Portraits
Fredz à l’Olympia : « Le défi, c’est de rester soi-même tout en se réinventant »
Le 22 octobre, Fredz foulait pour la première fois la scène mythique de l’Olympia. Une date symbolique pour le jeune artiste québécois, qui clôturait ainsi une tournée intense. Porté par son nouvel album On s’enverra des fleurs, l’auteur-compositeur s’impose comme une plume générationnelle. Entre introspection, amour et espoir, Fredz livre un projet personnel, façonné à la croisée de plusieurs cultures. Quelques heures avant son concert parisien, il s’est confié sur son parcours, sa vision et la suite d’une aventure qui ne fait que commencer.
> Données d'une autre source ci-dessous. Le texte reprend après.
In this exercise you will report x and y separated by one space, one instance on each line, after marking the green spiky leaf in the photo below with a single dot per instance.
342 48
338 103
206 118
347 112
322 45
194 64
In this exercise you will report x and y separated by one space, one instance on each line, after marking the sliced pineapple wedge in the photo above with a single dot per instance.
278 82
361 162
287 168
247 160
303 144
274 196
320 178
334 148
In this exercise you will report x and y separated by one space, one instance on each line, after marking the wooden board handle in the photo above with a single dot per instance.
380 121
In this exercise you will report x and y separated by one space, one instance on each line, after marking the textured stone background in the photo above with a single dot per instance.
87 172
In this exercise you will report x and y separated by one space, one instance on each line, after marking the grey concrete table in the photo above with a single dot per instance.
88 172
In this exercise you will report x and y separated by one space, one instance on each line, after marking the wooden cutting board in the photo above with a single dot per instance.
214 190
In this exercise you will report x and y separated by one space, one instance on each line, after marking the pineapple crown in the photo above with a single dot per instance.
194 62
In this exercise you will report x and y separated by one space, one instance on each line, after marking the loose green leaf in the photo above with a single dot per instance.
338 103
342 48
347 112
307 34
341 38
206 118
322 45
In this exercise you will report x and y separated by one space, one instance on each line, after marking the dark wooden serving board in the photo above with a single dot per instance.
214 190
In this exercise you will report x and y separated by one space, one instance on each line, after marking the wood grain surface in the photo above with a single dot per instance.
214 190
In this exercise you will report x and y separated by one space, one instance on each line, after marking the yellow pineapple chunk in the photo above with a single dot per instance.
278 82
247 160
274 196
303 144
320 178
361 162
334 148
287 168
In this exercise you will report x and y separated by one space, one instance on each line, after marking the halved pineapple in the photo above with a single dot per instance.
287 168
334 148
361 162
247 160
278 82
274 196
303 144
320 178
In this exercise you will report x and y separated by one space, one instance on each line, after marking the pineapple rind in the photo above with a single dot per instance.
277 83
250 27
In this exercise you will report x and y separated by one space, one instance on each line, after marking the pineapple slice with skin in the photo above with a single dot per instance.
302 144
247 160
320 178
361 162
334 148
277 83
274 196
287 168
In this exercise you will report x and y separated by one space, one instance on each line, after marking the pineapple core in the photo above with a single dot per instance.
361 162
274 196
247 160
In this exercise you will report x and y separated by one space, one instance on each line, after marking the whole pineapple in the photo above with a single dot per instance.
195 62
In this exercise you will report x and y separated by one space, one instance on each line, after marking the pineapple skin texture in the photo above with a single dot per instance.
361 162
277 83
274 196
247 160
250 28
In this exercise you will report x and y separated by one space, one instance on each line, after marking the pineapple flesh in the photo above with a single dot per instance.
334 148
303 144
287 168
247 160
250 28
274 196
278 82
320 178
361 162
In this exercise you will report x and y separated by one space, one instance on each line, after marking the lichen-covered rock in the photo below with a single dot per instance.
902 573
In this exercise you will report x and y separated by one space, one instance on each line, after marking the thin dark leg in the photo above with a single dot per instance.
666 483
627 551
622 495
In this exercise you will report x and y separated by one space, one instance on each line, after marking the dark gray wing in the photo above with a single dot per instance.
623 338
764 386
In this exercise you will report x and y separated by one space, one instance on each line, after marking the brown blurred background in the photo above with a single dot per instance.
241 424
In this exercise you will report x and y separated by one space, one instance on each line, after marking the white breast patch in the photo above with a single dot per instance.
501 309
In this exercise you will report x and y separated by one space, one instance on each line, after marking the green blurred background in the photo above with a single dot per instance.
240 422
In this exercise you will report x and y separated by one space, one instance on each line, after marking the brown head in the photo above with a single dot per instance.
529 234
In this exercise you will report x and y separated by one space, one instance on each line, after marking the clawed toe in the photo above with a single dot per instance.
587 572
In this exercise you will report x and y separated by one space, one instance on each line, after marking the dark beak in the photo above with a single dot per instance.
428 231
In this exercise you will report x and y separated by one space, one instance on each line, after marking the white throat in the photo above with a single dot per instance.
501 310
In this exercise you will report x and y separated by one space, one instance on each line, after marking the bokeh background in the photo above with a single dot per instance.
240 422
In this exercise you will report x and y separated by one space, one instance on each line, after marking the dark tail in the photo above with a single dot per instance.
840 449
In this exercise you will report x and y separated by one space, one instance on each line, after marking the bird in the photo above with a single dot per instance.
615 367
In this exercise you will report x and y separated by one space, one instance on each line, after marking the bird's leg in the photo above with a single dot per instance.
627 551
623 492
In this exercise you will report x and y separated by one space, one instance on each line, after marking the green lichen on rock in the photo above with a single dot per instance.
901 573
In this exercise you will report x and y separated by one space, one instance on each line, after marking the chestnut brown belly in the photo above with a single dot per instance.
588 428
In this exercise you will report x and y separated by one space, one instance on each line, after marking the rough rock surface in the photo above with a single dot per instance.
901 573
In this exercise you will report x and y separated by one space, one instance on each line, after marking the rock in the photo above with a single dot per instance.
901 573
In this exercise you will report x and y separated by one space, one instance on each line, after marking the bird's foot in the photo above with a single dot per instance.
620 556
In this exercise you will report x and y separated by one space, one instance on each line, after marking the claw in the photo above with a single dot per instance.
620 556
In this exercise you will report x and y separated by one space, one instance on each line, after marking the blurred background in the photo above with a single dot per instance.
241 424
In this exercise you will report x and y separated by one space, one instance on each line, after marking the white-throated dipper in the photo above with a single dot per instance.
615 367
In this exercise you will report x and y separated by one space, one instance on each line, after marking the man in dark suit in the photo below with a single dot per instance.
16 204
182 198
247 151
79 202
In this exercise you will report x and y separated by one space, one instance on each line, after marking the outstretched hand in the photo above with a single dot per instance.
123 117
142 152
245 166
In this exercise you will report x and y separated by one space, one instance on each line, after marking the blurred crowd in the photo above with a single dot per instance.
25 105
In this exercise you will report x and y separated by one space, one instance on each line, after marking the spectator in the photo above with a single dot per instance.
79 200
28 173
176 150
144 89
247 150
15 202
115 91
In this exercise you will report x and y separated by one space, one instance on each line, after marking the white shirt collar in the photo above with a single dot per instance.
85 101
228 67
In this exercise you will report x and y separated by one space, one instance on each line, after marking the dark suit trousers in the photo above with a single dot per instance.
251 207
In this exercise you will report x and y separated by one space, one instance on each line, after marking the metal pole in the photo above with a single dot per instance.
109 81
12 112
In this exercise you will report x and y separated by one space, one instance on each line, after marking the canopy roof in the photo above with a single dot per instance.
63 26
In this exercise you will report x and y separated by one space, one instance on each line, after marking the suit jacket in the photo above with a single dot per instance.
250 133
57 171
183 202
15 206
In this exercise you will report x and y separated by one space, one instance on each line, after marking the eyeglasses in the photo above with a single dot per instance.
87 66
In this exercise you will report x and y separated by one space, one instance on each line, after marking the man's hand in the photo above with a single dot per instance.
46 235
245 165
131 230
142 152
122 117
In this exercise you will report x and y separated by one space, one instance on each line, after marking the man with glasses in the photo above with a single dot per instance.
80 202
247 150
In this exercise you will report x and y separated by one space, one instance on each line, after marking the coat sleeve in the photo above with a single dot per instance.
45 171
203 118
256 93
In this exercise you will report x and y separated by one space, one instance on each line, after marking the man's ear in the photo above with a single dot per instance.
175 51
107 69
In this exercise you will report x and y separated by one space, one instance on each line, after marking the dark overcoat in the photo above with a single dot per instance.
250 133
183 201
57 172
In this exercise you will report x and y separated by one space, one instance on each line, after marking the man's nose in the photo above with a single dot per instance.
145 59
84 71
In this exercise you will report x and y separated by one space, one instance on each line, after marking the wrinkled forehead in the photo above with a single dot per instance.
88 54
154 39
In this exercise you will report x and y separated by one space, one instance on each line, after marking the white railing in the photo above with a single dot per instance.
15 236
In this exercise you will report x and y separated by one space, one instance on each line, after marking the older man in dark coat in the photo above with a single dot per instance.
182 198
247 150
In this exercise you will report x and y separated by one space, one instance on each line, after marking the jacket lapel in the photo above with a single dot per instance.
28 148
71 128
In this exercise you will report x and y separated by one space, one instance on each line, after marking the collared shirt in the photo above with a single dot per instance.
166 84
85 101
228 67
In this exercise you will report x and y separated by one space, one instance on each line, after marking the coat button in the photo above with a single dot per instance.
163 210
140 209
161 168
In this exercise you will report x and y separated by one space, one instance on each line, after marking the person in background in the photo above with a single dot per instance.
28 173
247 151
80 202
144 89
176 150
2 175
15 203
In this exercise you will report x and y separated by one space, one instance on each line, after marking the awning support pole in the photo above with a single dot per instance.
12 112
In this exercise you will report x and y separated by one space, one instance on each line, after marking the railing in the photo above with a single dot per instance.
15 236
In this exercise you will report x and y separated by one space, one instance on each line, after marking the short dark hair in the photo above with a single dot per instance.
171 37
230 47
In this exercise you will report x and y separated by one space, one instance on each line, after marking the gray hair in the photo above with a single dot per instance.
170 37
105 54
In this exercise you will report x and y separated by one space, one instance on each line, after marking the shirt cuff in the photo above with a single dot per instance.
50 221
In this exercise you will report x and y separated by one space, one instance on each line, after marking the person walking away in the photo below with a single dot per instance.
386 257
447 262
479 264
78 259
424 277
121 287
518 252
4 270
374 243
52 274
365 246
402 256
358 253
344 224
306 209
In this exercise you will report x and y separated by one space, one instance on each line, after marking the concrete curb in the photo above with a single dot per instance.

Epic Magazine France : Ce soir tu joues à l’Olympia, dernière date de ta tournée… Comment tu te sens ? Tu réalises un peu ce qui t’arrive ?
Fredz : Je ne suis jamais allé ici, et pourtant je sens l’énergie du lieu. C’est la première fois pour moi, mais je ressens vraiment l’histoire derrière cette salle. Et je suis trop content, en fait. Je suis reconnaissant de tout le chemin parcouru. On a fait la Boule Noire, la Maroquinerie, la Cigale… et nous voilà. C’est un travail d’équipe dont je suis très reconnaissant.
Epic Magazine France : Depuis tes débuts sur YouTube à 15 ans jusqu’à cette salle mythique, qu’est-ce qui a le plus changé chez toi ? Et qu’est-ce qui est resté pareil ?
Fredz : Je pense que le défi, c’est de rester soi-même et de se réinventer tout en gardant une formule qui fonctionne. J’écris et je compose toujours dans ma chambre, sur le même micro à 100 $. L’essence est la même.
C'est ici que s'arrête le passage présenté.